It’s that time again. For parents, it’s time to ship the little and not-so-little ones off to their respective desks and cubbyholes. For those of us not so “blessed” with little and not-so-little ones, it’s time to reclaim the shopping centres, movie theatres and other avenues of life formerly crawling with rows and rows of smartphone-attached tweens.
And as those kids venture back to school, getting them there requires more than just a healthy-ish lunch and a cool backpack. These days, kids just aren’t kids without the latest smartphones, tablets and tech gadgets.
But has it gone too far? Are kids “too connected” for their own collective good?
According to research, the more non-classwork time kids spend on computers, the more their academic prospects suffered. That may sound like common sense to most of us, but some kids – and many parents – actually need reinforcements.
A 2010 joint study by Ohio State University and the Open University of the Netherlands discovered a relationship between Facebook use and academic difficulties. Facebook users had GPAs in the 3.0 to 3.5 range and studied only one to five hours per week, while non-Facebook users (the salt of the earth, I hear) had GPAs in the higher 3.5 to 4.0 range and studied 11 to 15 hours per week.
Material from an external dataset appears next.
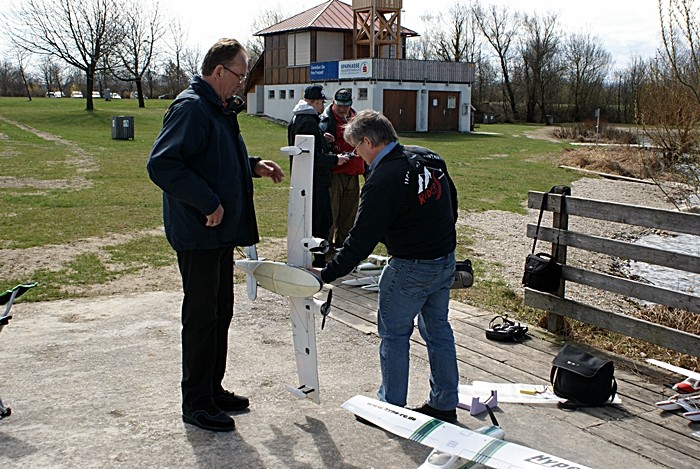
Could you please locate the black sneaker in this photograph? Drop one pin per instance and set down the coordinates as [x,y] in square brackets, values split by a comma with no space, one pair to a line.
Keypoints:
[444,415]
[212,419]
[230,402]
There’s also the budding connection between “screen time” and obesity and the speculated connection between obesity and lower grades in school. This is reinforced by a June 2012 study that found obese students (in a pool of 6,250 kids from kindergarten to fifth grade) did worse on math tests than those who weren’t obese.
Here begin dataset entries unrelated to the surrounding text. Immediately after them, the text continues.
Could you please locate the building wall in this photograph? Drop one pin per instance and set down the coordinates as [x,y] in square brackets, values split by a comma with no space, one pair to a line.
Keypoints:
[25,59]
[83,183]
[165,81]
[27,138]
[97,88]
The study also illuminates a connection between obesity and a child’s emotional and social wellbeing, which is connected to our society’s relentless demonization of overweight and obese individuals of any age group.
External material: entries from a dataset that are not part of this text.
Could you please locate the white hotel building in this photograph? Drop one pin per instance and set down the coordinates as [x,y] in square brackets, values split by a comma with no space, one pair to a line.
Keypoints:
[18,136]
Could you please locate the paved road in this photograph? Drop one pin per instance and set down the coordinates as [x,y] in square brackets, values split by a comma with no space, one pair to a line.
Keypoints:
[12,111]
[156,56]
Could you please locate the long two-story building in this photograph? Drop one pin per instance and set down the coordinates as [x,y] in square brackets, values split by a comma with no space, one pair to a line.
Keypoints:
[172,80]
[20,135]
There are some lessons here, but the studies don’t really go beyond solidifying what we already know: moderation is key.
It is important for kids to be educated about technology because technology is the pivot by which today’s society swings, like it or not. And there are studies that prove that a little technology can go a long way: video games help eyesight.
The trick isn’t in creating hard rules about not using technology or Facebook at all. The trick is in reasonableness and in ensuring that kids know what technology means in the larger scale of things, in understanding how it works to connect them to a broader world with other kids who should be putting the smartphone down and doing their homework – now.